Fine anno ricca di eventi per riflettere sotto l’albero. Le elezioni in Spagna hanno portato la fine del bipolarismo e messo in forse la governabilità. Mentre in Francia la (non) alleanza tra socialisti e destra repubblicana al secondo turno ha bloccato il Front national. Due esiti molto differenti, come i sistemi elettorali dei due paesi. Come avrebbe funzionato il nostro Italicum?
Sul fronte dell’economia, il 2015 doveva essere l’anno del lavoro, grazie alla decontribuzione per i nuovi assunti e al Jobs act. In effetti c’è stato un cambio di rotta. Si contano 200 mila occupati in più che nel 2014, soprattutto nei servizi. Ma i dati Istat non confermano ancora quello che si vede nei dati Inps, cioè il prevalere dei contratti a tempo indeterminato. Troppo timidi i tagli di tasse della legge di Stabilità 2016. Una timidezza causata dall’incapacità della nostra classe politica di ridurre la spesa pubblica. Almeno, con la “finanziaria”, arriva un mix di interventi da 1,5 miliardi di contrasto alla povertà che dovrebbe sostenere almeno 1 milione di indigenti. Solo un primo passo per colmare il divario con la media Ue.

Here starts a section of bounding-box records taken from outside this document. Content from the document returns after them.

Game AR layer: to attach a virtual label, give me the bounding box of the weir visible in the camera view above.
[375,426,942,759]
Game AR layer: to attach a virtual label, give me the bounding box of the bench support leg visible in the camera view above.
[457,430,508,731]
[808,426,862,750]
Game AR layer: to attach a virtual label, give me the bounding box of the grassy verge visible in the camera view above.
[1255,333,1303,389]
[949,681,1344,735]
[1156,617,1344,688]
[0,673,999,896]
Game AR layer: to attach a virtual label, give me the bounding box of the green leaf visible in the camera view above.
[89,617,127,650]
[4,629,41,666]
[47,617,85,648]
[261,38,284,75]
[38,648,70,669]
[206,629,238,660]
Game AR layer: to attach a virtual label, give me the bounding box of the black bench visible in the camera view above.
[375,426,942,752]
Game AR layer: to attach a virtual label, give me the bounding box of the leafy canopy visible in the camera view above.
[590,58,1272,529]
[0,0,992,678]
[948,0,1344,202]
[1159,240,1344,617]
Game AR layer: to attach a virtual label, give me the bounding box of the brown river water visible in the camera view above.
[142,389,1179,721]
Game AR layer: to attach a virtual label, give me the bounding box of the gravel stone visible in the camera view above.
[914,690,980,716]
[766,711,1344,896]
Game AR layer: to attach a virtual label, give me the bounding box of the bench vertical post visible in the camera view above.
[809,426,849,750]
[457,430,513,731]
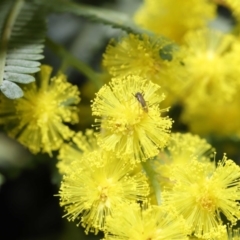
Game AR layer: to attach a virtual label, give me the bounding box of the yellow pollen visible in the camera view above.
[198,196,215,212]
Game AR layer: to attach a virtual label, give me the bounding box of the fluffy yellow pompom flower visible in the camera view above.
[57,129,98,174]
[103,34,186,105]
[224,0,240,20]
[104,204,188,240]
[59,150,149,233]
[134,0,216,42]
[181,29,240,102]
[92,76,172,163]
[156,133,214,187]
[0,66,80,154]
[162,156,240,239]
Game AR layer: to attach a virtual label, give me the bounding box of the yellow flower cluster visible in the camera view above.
[0,66,80,155]
[134,0,216,42]
[0,0,240,240]
[92,75,172,163]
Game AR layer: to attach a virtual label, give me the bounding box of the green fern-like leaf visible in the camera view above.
[32,0,150,34]
[0,0,46,99]
[32,0,175,61]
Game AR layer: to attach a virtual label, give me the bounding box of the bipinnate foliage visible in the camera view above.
[0,0,46,99]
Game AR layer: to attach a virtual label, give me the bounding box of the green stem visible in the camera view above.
[46,38,103,89]
[0,0,24,85]
[142,160,162,206]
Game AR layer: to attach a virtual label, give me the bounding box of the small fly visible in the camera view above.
[134,92,148,112]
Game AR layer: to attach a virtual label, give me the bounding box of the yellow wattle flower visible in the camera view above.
[134,0,216,43]
[156,133,214,189]
[92,76,172,163]
[59,150,149,233]
[0,66,80,155]
[162,156,240,239]
[180,29,240,104]
[57,129,98,174]
[224,0,240,20]
[104,204,189,240]
[103,34,186,105]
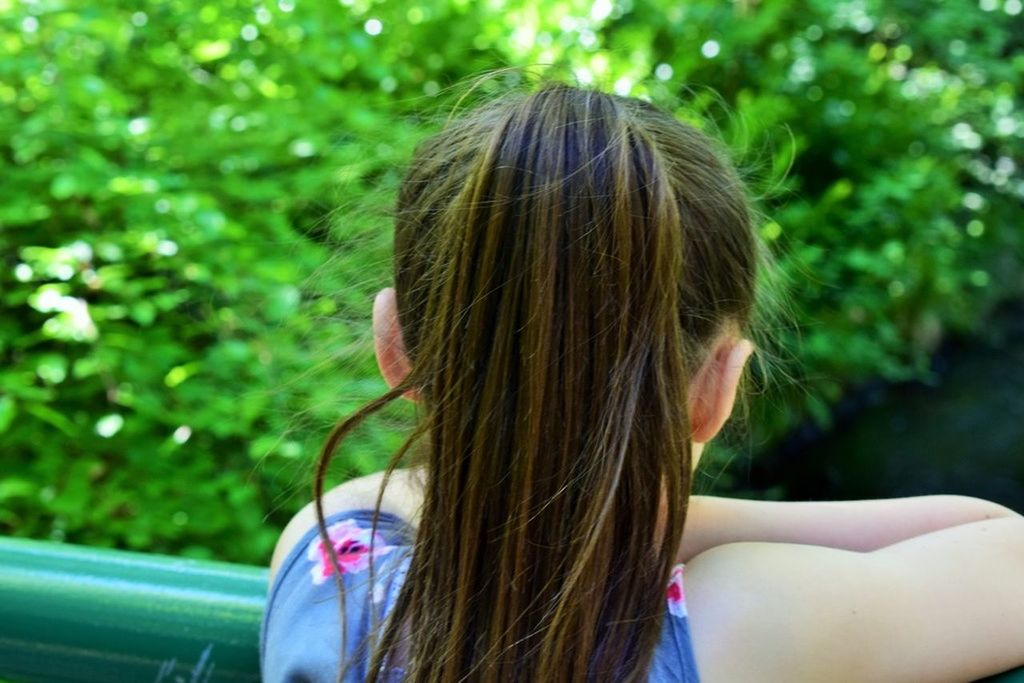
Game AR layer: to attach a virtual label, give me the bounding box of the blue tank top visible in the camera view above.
[260,510,699,683]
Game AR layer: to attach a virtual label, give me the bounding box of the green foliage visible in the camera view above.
[0,0,1024,563]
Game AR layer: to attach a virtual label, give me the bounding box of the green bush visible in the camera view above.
[0,0,1024,563]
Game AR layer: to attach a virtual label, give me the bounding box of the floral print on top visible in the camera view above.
[260,510,699,683]
[666,564,687,618]
[306,519,394,586]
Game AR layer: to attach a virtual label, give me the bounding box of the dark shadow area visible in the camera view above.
[749,301,1024,511]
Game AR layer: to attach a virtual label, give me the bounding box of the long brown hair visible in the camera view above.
[314,81,758,683]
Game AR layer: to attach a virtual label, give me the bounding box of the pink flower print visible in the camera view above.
[306,519,394,586]
[666,564,686,617]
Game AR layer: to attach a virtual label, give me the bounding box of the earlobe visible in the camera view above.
[373,287,419,400]
[689,339,754,443]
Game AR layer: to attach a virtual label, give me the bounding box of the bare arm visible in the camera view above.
[679,496,1021,562]
[686,517,1024,683]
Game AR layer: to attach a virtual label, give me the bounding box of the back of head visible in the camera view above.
[319,83,757,681]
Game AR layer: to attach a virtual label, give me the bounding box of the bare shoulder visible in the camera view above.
[269,469,423,583]
[686,519,1024,683]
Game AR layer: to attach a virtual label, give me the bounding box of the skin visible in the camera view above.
[270,288,1024,683]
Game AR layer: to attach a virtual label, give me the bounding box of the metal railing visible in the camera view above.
[0,538,1024,683]
[0,539,267,683]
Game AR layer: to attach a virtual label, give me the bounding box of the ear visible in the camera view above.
[373,287,420,400]
[687,338,754,443]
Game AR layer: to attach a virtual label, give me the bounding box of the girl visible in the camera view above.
[261,83,1024,683]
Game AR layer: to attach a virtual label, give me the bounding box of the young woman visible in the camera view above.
[261,83,1024,683]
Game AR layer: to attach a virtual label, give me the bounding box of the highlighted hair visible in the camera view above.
[316,83,758,683]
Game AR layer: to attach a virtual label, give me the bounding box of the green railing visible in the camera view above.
[0,538,1024,683]
[0,539,267,683]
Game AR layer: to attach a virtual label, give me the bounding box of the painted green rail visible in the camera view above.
[0,538,267,683]
[0,538,1024,683]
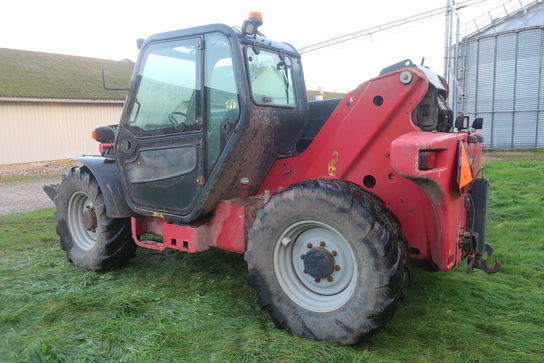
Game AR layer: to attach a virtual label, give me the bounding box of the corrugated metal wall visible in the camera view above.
[0,102,123,165]
[457,27,544,149]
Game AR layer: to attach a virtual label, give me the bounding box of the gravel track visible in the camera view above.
[0,175,60,216]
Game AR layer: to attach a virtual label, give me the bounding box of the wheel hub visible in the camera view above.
[304,247,335,279]
[82,206,98,231]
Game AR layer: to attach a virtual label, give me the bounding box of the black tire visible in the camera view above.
[245,180,408,345]
[55,167,137,271]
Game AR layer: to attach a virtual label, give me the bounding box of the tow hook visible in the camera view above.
[466,243,501,275]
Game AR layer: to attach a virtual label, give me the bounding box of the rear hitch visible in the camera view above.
[466,243,501,275]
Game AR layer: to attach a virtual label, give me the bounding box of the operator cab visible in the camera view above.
[115,13,308,222]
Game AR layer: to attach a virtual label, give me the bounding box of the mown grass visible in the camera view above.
[0,162,544,362]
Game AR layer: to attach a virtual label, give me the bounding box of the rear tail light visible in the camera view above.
[419,150,438,170]
[457,140,474,190]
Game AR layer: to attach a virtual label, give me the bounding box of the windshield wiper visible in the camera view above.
[276,61,289,104]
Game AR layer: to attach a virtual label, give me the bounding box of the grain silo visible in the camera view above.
[456,1,544,149]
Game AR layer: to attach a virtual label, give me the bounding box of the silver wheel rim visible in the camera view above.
[68,192,96,251]
[274,220,357,312]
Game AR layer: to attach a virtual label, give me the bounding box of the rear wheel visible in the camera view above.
[246,181,407,344]
[55,167,136,271]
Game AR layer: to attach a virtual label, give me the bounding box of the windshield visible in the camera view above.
[124,39,200,133]
[246,48,296,106]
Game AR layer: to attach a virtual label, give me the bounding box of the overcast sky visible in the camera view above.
[0,0,506,92]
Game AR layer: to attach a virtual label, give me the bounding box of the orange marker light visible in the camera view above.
[247,11,263,25]
[457,140,473,190]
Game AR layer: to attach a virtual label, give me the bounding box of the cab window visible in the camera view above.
[246,48,296,107]
[124,39,200,134]
[204,33,240,175]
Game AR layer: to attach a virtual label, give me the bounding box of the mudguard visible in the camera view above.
[73,156,135,218]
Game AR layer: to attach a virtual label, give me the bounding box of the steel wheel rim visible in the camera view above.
[68,192,96,251]
[274,220,357,312]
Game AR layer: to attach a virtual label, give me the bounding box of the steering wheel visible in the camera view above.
[168,111,187,131]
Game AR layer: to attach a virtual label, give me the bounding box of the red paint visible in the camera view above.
[131,201,250,253]
[259,67,481,270]
[132,67,482,270]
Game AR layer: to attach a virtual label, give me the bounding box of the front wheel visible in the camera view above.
[55,167,136,271]
[246,181,407,344]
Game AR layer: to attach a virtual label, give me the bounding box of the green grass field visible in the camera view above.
[0,161,544,362]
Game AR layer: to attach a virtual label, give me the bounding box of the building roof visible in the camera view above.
[470,0,544,38]
[0,48,134,100]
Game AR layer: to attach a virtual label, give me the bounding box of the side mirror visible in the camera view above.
[455,114,470,130]
[472,117,484,130]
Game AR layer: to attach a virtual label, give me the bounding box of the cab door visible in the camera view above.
[115,37,206,215]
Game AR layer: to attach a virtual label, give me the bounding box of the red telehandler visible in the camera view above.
[44,15,499,344]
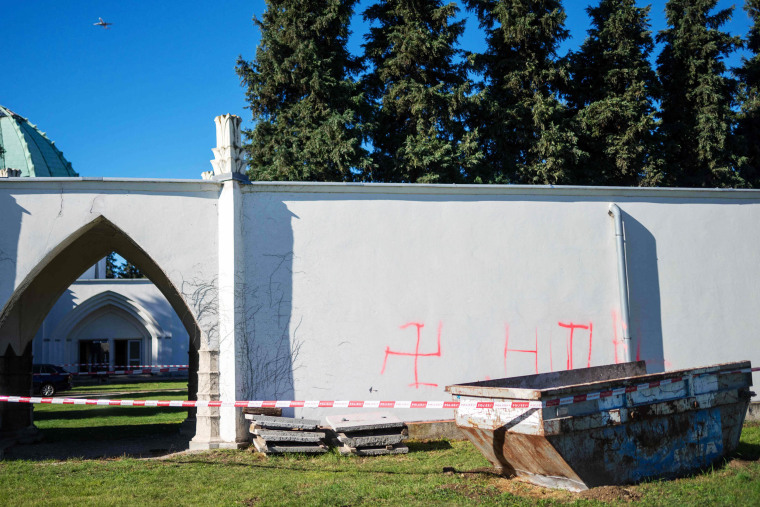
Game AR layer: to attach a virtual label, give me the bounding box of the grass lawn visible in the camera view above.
[0,383,760,505]
[34,380,187,442]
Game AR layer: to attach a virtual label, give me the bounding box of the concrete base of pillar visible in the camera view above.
[179,414,196,438]
[188,440,222,451]
[219,442,251,449]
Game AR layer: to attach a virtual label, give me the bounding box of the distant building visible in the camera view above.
[0,106,188,371]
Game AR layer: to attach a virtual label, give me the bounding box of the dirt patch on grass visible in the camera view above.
[494,478,577,503]
[441,483,501,500]
[578,486,642,503]
[726,458,754,470]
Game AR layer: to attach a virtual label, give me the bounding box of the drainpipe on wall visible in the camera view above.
[609,203,634,362]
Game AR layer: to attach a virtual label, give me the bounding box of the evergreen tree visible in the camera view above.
[106,252,119,278]
[106,252,145,278]
[735,0,760,188]
[466,0,581,184]
[118,259,145,278]
[237,0,367,181]
[568,0,657,186]
[648,0,741,187]
[364,0,479,183]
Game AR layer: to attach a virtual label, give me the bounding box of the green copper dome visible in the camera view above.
[0,106,79,177]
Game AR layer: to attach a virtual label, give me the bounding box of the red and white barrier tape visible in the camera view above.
[35,368,187,377]
[56,363,190,368]
[0,368,760,409]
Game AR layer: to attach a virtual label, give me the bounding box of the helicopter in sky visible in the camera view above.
[93,18,113,30]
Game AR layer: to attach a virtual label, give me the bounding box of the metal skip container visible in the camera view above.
[446,361,753,491]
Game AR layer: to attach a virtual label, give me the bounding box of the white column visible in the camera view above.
[218,179,248,447]
[198,114,250,448]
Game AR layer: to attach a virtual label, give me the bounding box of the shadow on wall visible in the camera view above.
[623,212,666,373]
[238,196,301,416]
[32,289,78,364]
[0,192,32,432]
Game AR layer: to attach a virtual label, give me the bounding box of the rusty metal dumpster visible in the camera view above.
[446,361,752,491]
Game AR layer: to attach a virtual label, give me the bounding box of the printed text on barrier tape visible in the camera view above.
[7,368,760,409]
[56,363,190,368]
[35,368,187,377]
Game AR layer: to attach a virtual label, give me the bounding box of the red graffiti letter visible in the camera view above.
[504,324,538,375]
[380,322,443,389]
[557,322,594,370]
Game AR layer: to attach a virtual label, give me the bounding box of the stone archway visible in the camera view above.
[0,216,203,440]
[53,290,167,365]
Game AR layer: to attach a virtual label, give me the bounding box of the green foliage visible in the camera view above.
[648,0,742,187]
[568,0,658,186]
[363,0,480,183]
[106,252,145,278]
[466,0,581,184]
[237,0,367,181]
[106,252,120,278]
[734,0,760,188]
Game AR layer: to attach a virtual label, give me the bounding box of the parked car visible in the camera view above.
[32,364,72,397]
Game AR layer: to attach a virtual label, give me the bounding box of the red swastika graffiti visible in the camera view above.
[380,322,443,389]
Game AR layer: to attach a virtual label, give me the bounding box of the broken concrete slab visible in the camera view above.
[336,429,408,447]
[253,436,327,454]
[333,438,409,456]
[326,412,405,433]
[245,414,319,430]
[251,430,325,442]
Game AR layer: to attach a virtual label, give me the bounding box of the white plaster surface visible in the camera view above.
[0,179,760,441]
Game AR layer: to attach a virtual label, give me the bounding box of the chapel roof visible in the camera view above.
[0,106,79,177]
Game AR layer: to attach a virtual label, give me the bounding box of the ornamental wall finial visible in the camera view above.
[202,114,245,180]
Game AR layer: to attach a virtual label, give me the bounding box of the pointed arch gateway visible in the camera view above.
[0,216,201,438]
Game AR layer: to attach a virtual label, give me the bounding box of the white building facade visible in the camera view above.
[0,113,760,448]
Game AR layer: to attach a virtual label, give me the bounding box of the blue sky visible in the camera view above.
[0,0,749,179]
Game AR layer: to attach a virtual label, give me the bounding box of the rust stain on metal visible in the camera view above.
[447,361,752,491]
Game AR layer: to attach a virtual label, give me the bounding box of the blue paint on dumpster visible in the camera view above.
[446,361,752,491]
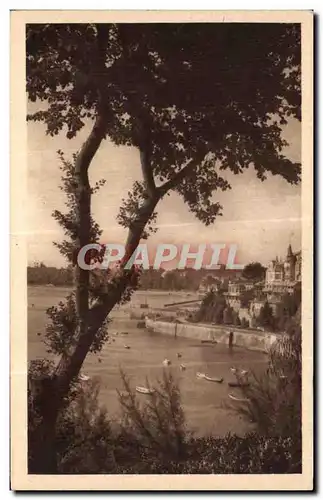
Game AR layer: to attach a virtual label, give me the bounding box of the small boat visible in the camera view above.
[228,382,250,387]
[228,394,249,403]
[204,375,223,384]
[136,385,155,394]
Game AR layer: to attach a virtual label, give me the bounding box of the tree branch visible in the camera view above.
[157,155,205,197]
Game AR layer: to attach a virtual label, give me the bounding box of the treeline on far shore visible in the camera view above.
[27,263,241,291]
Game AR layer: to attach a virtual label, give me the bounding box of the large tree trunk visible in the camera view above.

Procede ancora lento e tra mille difficoltà il cambiamento nella scuola e nell’università. Con 51 mila bambini di età diversa iscritti ai vari anni del ciclo formativo, le pluriclassi nella scuola primaria si trovano in aree interne poco popolate. La riforma della Buona scuola consente di scegliere se mantenerle migliorandone la didattica oppure accorparle in nuove scuole. Con scarsa cognizione di costi e benefici delle alternative. Se i meccanismi per premiare il merito nel reclutamento degli atenei vengono vanificati dalla baronie, forse meglio affidare tutto alla competizione di mercato: università finanziate dalle tasse degli studenti (ma con borse di studio per i meritevoli a basso reddito) che potrebbero diventare virtuose per aggiudicarsi i migliori.
Davvero le elezioni primarie neutralizzano le strutture cristallizzate dei partiti e creano un rapporto diretto tra candidati e base elettorale? No, non è scontato. Vari i rischi in agguato, dalla disaffezione dei militanti alle pratiche clientelari all’uso strumentale che ne fanno i vertici delle organizzazioni politiche.